When browsing through some books at a sale in Lancaster last year, it was the dust jacket that caught my eye when I came upon this copy of 1945's The World, the Flesh and Father Smith, by Bruce Marshall.1 It's a well-reviewed and well-regarded novel — described as a slightly comic and poignant tale of a Catholic priest, spanning the first half of the 20th century in a small town in Scotland — but not really my cup of tea, reading-wise.
However, I love the dust jacket illustration, even with its chips and tears and ragged edges. It's the work of Ilonka Karasz (1896-1981), a Hungarian-born artist who immigrated to the United States in 1913 and created an amazing artistic legacy for herself.
Here are some facts about her, from Wikipedia and her obituary in The New York Times:
- In 1914, Karasz, who was only about 18 at the time, co-founded the European-American artists' collective Society of Modern Art. For a few years in her late teens, she also taught textile design at the Modern Art School.
- From the 1910s to the 1960s, her designs — inspired equally by folk art and modern art — found their way into textiles, wallpaper, rugs, ceramics, furniture, silverware and toys. She also illustrated children's books, including The Twelve Days of Christmas.

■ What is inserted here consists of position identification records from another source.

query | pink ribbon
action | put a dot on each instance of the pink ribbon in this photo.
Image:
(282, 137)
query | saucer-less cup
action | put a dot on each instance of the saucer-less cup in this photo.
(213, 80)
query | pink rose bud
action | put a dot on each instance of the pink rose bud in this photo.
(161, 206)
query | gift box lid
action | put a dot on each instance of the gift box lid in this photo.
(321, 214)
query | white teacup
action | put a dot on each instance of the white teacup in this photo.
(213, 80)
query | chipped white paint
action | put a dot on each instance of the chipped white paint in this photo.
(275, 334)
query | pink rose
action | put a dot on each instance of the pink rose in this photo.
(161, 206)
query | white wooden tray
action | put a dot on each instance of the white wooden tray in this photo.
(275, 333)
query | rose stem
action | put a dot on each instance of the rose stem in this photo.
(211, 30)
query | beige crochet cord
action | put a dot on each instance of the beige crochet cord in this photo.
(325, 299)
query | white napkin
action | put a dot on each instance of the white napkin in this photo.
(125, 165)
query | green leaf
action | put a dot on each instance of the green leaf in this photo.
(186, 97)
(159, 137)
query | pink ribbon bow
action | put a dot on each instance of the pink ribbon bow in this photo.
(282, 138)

- Karasz's textile work came for companies including Mallinson, Schumacher, Lesher-Whitman, DuPont-Rayon, Susquehanna Silk Mills, Standard Textile, and Belding Brothers. She was known as a pioneer of modern textile designs requiring the use of the Jacquard loom and became one of the few women to design textiles for airplanes and cars.
- She began painting covers for The New Yorker in 1924 and continued up to 1973, creating a total of 186 covers. Most featured lively vignettes of daily life viewed from above and drawn using unusual color combinations.
I think the description of her covers for The New Yorker would also apply to her work on The World, the Flesh and Father Smith, though the latter is more subdued. You can check out some of Karasz's amazing (trust me) covers for The New Yorker, plus her other work, at the blog Fishink.2 For more about Karasz, you should also see this terrific 2010 post on a blog titled We Too Were Children, Mr. Barrie.
1. From the back-cover blurb: "Bruce Marshall is a dark, smiling man..."
2. Art prints of The New Yorker covers are available from Condé Nast.